En 1967, à l’âge de 30 ans, ce qui n’est pas l’âge habituel des stoppeurs, j’ai tout abandonné pour réaliser mon rêve de toujours : parcourir le monde. De 1967 à 1973, j’ai sorti mon pouce sur toutes les routes de la terre pendant six ans ininterrompus, ce qui m’a fait parcourir 400.000 km en stop à travers 135 pays avec un dollar par jour. Ce dollar s’explique pour trois raisons :
_ 1) je n’ai pas payé le transport. J’ai même dû faire de l’avion-stop, du bateau-stop, du voilier-stop et du ferry-stop pour traverser les mers gratuitement.
_ 2) je n’ai jamais dormi à l’hôtel sauf une nuit, forcé par l’agence touristique d’état, l’Intourist, à Moscou.
_ 3) tout l’argent passait dans la nourriture et les visas. Mais cette moyenne était si minime que je ne pouvais pas manger dans les restaurants. Je me contentais des carrioles en bord de route ou des stands sur les marchés. Si ce dollar, à l’époque, m’achetait trois repas en Inde, il ne me payait qu’un petit déjeuner en Alaska. J’ai connu « clopinettes » et ramadan !
Ce style de voyage plutôt spartiate me gardait en contact constant avec la population, ce que je cherchais. Contrairement à ce que l’on peut penser ce dollar n’était pas pour mendier mais pour me permettre de garder mon indépendance.

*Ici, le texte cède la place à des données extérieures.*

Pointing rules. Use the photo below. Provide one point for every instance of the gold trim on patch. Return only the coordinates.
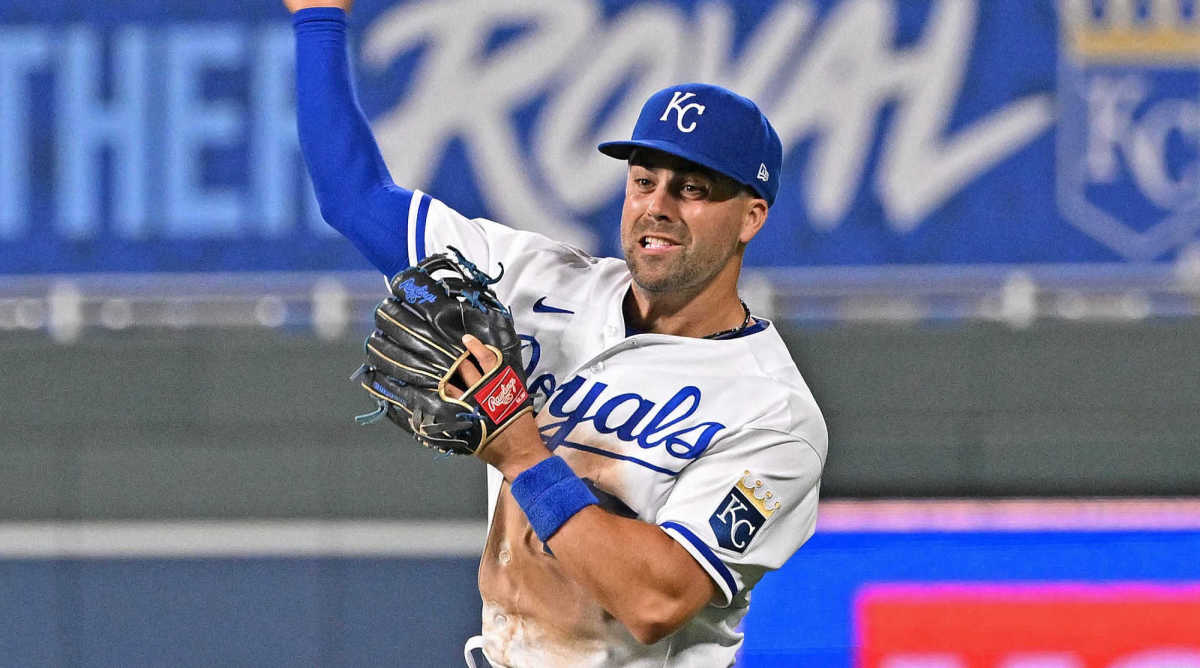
(755, 491)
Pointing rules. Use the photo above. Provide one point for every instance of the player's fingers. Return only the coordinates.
(485, 357)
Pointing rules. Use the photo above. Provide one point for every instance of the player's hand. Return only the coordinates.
(520, 445)
(297, 5)
(471, 371)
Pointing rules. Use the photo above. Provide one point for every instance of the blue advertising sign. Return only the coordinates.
(160, 136)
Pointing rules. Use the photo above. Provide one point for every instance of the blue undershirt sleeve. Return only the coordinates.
(353, 186)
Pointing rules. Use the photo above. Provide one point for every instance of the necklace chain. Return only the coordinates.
(745, 323)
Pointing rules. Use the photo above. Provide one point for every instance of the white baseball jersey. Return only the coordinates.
(717, 441)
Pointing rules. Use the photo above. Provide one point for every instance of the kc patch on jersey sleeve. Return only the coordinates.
(742, 513)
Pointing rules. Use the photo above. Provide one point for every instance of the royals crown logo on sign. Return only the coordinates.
(1128, 152)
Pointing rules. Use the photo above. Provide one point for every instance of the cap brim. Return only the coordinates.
(622, 150)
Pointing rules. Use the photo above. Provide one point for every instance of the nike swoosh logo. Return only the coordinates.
(540, 307)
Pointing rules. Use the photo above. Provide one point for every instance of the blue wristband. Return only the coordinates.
(550, 493)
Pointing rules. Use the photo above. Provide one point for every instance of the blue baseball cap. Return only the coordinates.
(711, 126)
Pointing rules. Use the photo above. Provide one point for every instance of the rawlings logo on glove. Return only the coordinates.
(414, 356)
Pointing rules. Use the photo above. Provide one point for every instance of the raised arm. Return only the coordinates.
(352, 182)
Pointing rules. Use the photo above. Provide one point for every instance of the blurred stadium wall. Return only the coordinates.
(985, 258)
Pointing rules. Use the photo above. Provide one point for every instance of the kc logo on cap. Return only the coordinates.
(713, 127)
(676, 98)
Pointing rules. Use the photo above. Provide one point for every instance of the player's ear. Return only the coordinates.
(753, 218)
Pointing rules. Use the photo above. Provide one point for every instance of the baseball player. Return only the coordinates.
(673, 455)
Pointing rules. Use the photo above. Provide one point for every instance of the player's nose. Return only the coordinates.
(661, 204)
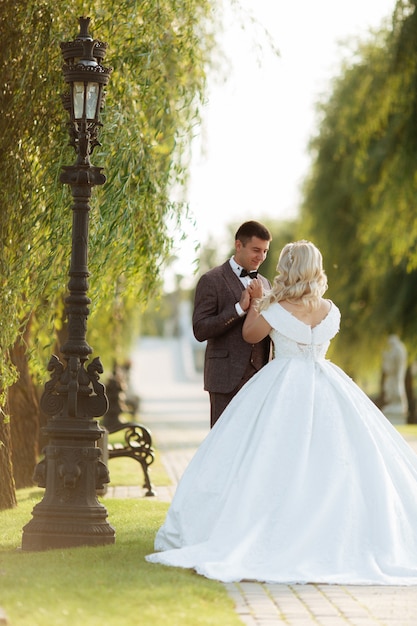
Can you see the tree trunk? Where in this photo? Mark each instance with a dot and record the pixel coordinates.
(7, 487)
(24, 417)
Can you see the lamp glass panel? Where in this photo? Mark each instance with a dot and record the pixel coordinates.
(78, 95)
(92, 99)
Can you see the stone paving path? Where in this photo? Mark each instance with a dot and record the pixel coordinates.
(176, 409)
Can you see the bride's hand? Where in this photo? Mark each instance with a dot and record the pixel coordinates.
(255, 288)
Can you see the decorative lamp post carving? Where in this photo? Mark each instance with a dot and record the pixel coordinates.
(70, 514)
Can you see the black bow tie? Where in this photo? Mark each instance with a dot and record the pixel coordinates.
(253, 274)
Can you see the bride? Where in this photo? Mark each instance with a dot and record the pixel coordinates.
(302, 479)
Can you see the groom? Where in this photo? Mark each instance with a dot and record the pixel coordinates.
(220, 305)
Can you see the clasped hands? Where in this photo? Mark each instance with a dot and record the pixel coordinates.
(252, 292)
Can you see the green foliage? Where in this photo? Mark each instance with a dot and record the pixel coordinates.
(159, 51)
(360, 196)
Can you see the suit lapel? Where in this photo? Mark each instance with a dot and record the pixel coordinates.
(232, 280)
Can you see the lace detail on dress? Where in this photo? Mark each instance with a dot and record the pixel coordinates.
(288, 348)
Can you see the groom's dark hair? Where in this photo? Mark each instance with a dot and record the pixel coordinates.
(250, 229)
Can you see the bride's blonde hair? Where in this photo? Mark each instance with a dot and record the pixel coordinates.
(300, 276)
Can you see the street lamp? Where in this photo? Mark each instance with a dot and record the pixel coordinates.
(70, 514)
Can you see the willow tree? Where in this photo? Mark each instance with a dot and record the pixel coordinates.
(159, 51)
(360, 197)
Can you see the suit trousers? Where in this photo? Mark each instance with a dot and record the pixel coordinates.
(219, 401)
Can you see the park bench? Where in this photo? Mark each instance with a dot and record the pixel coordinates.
(137, 439)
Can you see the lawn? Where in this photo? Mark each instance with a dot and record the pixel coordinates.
(106, 585)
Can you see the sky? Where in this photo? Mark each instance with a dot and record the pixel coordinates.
(250, 154)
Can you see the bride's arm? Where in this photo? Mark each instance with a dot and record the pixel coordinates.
(255, 327)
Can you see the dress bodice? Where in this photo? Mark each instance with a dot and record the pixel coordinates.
(294, 339)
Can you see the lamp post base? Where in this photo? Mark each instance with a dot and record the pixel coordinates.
(70, 514)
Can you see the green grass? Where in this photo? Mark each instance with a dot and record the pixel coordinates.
(104, 586)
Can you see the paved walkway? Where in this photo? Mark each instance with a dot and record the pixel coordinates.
(176, 409)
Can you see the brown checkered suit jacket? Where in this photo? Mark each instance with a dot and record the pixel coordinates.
(215, 320)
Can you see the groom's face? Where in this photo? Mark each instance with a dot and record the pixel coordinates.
(251, 254)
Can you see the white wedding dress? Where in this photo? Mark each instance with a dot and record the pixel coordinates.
(301, 480)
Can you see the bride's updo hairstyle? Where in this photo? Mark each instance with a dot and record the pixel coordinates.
(300, 276)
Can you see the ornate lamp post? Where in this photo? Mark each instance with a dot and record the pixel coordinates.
(69, 514)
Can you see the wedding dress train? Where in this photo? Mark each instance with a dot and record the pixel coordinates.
(301, 480)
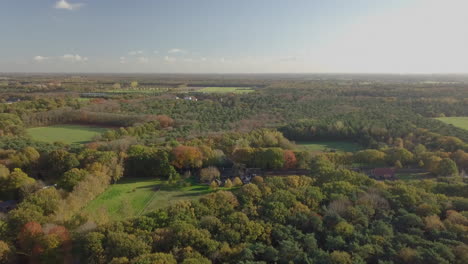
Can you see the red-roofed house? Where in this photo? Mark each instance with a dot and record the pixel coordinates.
(383, 173)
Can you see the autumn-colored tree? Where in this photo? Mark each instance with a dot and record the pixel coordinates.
(447, 167)
(257, 180)
(30, 238)
(214, 185)
(237, 182)
(340, 257)
(185, 157)
(209, 174)
(290, 160)
(5, 252)
(165, 121)
(228, 183)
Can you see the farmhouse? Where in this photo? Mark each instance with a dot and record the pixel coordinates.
(7, 206)
(383, 173)
(190, 98)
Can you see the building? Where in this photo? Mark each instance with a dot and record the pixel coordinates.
(190, 98)
(383, 173)
(7, 206)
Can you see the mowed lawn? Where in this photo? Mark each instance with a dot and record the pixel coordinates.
(237, 90)
(70, 134)
(321, 146)
(133, 197)
(458, 121)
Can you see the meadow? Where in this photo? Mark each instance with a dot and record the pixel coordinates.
(458, 121)
(237, 90)
(134, 197)
(70, 134)
(324, 146)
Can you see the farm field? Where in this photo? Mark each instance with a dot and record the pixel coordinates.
(413, 176)
(133, 197)
(458, 121)
(70, 134)
(320, 146)
(238, 90)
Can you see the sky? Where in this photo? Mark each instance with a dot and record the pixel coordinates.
(227, 36)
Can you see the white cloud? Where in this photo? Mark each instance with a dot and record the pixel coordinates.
(169, 59)
(288, 58)
(74, 58)
(176, 50)
(135, 52)
(63, 4)
(142, 60)
(40, 58)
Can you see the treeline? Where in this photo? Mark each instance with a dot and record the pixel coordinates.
(67, 115)
(333, 216)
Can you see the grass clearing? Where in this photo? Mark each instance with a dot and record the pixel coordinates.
(324, 146)
(457, 121)
(238, 90)
(413, 176)
(133, 197)
(70, 134)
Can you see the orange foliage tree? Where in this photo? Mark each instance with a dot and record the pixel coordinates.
(185, 157)
(290, 160)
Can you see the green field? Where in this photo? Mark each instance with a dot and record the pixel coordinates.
(323, 146)
(133, 197)
(460, 121)
(413, 176)
(70, 134)
(238, 90)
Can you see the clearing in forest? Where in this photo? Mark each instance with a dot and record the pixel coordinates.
(238, 90)
(70, 134)
(136, 196)
(458, 121)
(325, 146)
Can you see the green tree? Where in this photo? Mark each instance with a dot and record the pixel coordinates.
(447, 167)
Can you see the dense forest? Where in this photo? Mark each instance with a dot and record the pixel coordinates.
(301, 205)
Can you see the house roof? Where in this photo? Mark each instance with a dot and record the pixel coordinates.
(384, 171)
(7, 204)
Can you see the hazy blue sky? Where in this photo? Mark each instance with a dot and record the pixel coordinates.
(241, 36)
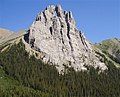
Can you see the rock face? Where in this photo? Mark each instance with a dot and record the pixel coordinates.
(54, 33)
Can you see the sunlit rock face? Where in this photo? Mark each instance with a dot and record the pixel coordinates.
(54, 33)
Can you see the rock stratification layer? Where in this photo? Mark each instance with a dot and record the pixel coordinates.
(54, 33)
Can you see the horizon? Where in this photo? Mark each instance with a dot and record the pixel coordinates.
(98, 20)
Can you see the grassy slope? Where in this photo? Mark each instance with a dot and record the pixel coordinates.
(111, 49)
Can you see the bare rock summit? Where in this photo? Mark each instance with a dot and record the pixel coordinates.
(54, 33)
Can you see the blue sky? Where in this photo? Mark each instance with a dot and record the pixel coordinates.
(98, 19)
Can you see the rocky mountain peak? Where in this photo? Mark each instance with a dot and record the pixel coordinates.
(55, 35)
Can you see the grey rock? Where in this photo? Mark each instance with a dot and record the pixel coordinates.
(55, 34)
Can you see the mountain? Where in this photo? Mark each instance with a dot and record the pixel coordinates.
(55, 35)
(54, 59)
(8, 36)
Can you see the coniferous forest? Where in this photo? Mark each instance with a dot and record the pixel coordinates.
(22, 75)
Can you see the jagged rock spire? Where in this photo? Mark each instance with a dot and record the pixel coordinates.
(55, 34)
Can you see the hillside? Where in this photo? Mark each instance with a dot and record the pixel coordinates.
(111, 48)
(30, 77)
(54, 59)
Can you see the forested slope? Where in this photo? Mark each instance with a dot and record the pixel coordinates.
(22, 75)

Les aventures et les anecdotes sont sans fins. Je les relate aujourd’hui grâce à une ciné-conférence (j’avais dans mon sac à dos une caméra d’amateur et au lieu de prendre des photos comme tout un chacun, j’ai filmé) et quatre livres que j’ai rédigés à mon retour. Je ne suis pas parti pour écrire des livres ni monter un film mais la providence a eu la sagesse de me faire prendre des images et Laffont m’a demandé d’écrire mon histoire au retour. Comme j’ai un beau message à partager, j’ai pensé que c’était une excellente façon de le faire (voir rubrique bibliographie).

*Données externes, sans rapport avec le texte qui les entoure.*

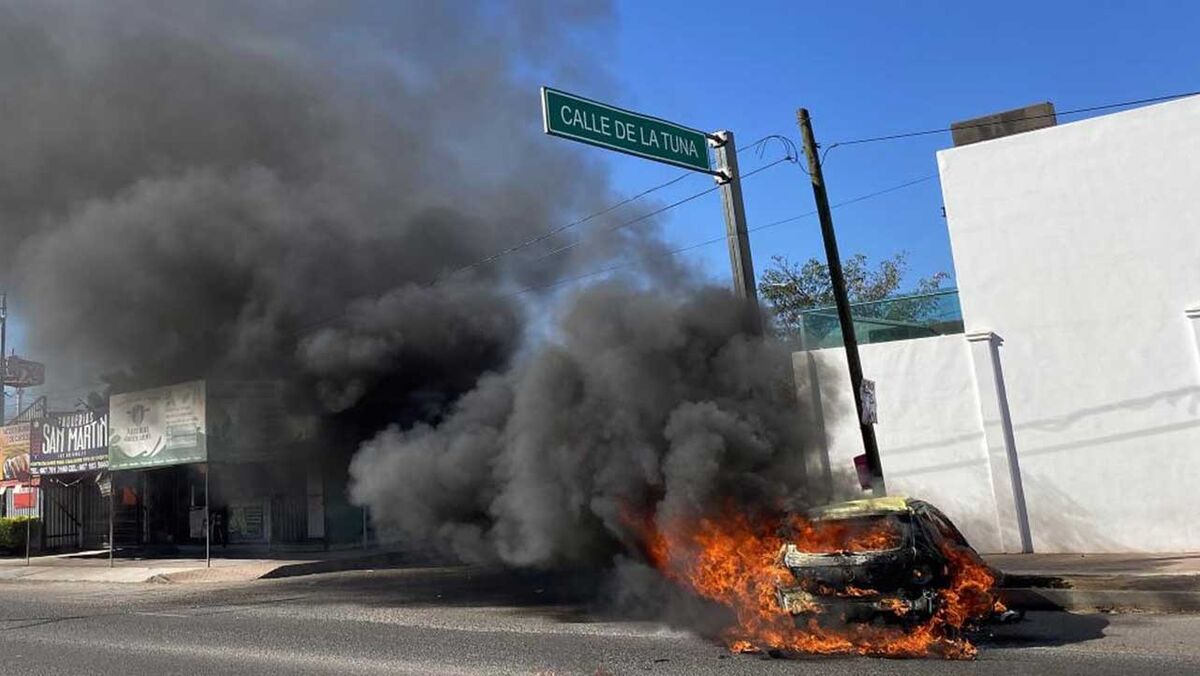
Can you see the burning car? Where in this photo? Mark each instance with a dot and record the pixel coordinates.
(891, 560)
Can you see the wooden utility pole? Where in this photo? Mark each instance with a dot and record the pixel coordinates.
(841, 299)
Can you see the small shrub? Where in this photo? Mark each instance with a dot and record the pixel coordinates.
(12, 533)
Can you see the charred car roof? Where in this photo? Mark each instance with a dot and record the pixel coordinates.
(869, 507)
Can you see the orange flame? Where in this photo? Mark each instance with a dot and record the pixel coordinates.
(735, 562)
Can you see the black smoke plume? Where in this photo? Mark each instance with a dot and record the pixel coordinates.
(300, 191)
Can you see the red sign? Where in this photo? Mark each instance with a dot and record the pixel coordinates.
(24, 498)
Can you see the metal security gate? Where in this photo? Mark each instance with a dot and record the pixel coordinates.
(75, 514)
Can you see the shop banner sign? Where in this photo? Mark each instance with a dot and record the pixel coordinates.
(159, 426)
(72, 442)
(15, 452)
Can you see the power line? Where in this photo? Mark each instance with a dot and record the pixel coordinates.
(725, 238)
(660, 210)
(789, 147)
(1072, 112)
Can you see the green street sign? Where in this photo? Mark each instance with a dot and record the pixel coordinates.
(624, 131)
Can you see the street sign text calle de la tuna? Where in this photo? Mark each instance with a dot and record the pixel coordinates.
(598, 124)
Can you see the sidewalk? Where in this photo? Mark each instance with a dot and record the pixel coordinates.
(1163, 582)
(94, 567)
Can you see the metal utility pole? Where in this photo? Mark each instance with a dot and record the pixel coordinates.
(735, 215)
(841, 299)
(4, 352)
(208, 519)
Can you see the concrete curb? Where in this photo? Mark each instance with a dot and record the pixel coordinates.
(1108, 600)
(283, 569)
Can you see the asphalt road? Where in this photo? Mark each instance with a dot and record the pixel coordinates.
(456, 621)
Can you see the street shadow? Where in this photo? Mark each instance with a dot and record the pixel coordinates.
(1044, 629)
(568, 596)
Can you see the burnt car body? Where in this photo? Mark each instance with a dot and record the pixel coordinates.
(893, 569)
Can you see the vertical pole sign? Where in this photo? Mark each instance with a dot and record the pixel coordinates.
(589, 121)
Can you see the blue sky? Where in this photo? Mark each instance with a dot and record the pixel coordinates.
(864, 70)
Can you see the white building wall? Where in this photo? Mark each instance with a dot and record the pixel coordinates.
(1080, 246)
(930, 432)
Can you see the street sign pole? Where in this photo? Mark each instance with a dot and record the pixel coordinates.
(841, 299)
(735, 215)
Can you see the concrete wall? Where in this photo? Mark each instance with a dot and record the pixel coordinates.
(930, 431)
(1080, 246)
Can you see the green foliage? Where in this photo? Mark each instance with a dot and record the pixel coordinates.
(12, 533)
(791, 288)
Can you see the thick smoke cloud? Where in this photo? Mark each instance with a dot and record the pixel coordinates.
(643, 404)
(267, 190)
(220, 190)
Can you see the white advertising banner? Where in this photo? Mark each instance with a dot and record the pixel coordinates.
(157, 426)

Je me suis retrouvé par exemple, sept fois en prison. Soupçonné d’être révolutionnaire ou guérillero en Amérique du sud, espion dans les pays arabes et en Iran, pirate de l’air en Colombie... Je demandais parfois moi-même à dormir en prison mais dans ce dernier cas, je sortais le lendemain. J’ai été déporté deux fois : c’est gratuit ! Je me suis retrouvé avec une baïonnette entre les deux yeux en Afghanistan, un revolver dans le dos en Jordanie, dix mitraillettes dans les côtes au Venezuela, aplati dans une école au Cambodge à 150 mètres d'une attaque des Khmers rouges... Chargé par un troupeau de buffles au Congo, attaqué par des hyènes en Inde... Pas de gourde, je buvais l’eau locale. Au Pakistan est arrivé ce qui devait arriver : une dysenterie m’a fait perdre douze kilos d’un coup, j’étais tombé à 52 kilos pour 1m77. Je pouvais faire le tour de ma taille avec mes doigts ! Certains parlent de chance, de baraka ou de bonne étoile. Je cherche encore le mot qui s’applique à mon aventure et m’a permis de retrouver les rives de la douce France.

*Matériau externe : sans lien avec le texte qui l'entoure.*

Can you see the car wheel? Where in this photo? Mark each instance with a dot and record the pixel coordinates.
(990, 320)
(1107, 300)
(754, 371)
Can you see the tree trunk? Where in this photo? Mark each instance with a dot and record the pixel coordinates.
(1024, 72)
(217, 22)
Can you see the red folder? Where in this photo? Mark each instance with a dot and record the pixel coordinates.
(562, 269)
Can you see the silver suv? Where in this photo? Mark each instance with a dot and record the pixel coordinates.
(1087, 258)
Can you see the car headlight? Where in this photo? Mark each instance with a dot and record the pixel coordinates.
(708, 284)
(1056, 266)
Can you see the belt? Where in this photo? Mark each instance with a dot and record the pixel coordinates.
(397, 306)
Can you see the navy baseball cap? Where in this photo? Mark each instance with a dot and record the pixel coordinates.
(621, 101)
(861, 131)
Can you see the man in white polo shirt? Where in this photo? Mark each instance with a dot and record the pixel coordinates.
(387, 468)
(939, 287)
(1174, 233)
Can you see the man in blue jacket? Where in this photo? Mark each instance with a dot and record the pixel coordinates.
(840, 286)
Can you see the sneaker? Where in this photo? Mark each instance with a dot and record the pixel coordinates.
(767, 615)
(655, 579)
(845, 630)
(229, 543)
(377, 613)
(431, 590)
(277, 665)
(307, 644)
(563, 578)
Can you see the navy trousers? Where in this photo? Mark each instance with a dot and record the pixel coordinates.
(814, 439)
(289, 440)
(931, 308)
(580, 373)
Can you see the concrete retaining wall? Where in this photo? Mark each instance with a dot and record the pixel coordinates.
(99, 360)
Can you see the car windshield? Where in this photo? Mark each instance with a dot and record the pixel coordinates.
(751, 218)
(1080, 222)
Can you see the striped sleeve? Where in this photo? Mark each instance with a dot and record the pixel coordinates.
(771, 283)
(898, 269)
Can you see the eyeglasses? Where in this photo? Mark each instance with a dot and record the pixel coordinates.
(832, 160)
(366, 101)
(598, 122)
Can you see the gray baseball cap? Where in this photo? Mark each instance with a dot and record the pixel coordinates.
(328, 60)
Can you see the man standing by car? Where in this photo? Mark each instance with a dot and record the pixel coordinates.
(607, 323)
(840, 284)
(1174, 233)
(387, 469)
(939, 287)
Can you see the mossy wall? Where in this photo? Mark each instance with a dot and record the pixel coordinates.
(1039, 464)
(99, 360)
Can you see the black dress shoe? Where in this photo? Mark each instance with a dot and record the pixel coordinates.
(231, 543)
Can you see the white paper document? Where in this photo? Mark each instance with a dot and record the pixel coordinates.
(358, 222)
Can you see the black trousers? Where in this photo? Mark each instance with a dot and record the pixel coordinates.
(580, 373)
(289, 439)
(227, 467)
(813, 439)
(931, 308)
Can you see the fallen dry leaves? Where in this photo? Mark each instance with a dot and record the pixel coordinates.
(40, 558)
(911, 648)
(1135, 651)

Ce tour des hommes m’a conduit à aller vivre chez les hippies à San Francisco en leur temps, chez les bonzes à Bangkok, dans les écoles de yoga en Inde, chez les coupeurs de têtes à Bornéo, chez les trafiquants de pierres précieuses à Sri Lanka et à travailler dans un kibboutz en Israël, entre autre. De ces multiples expériences, j’en ai tiré la conclusion qui fait le titre de mon premier ouvrage ainsi que de mon film : « La terre n’est qu’un seul pays », idée qu’énonçait déjà au XIXe siècle un Persan du nom de Baha’u’llah.
J’ai vu de mes propres yeux le monde malade et dangereux que l’on connaît. Malgré tout, je reste confiant et je reviens persuadé que la paix est non seulement possible, elle est inéluctable.
Voilà la riche expérience d’une vie que j’ai envie de partager.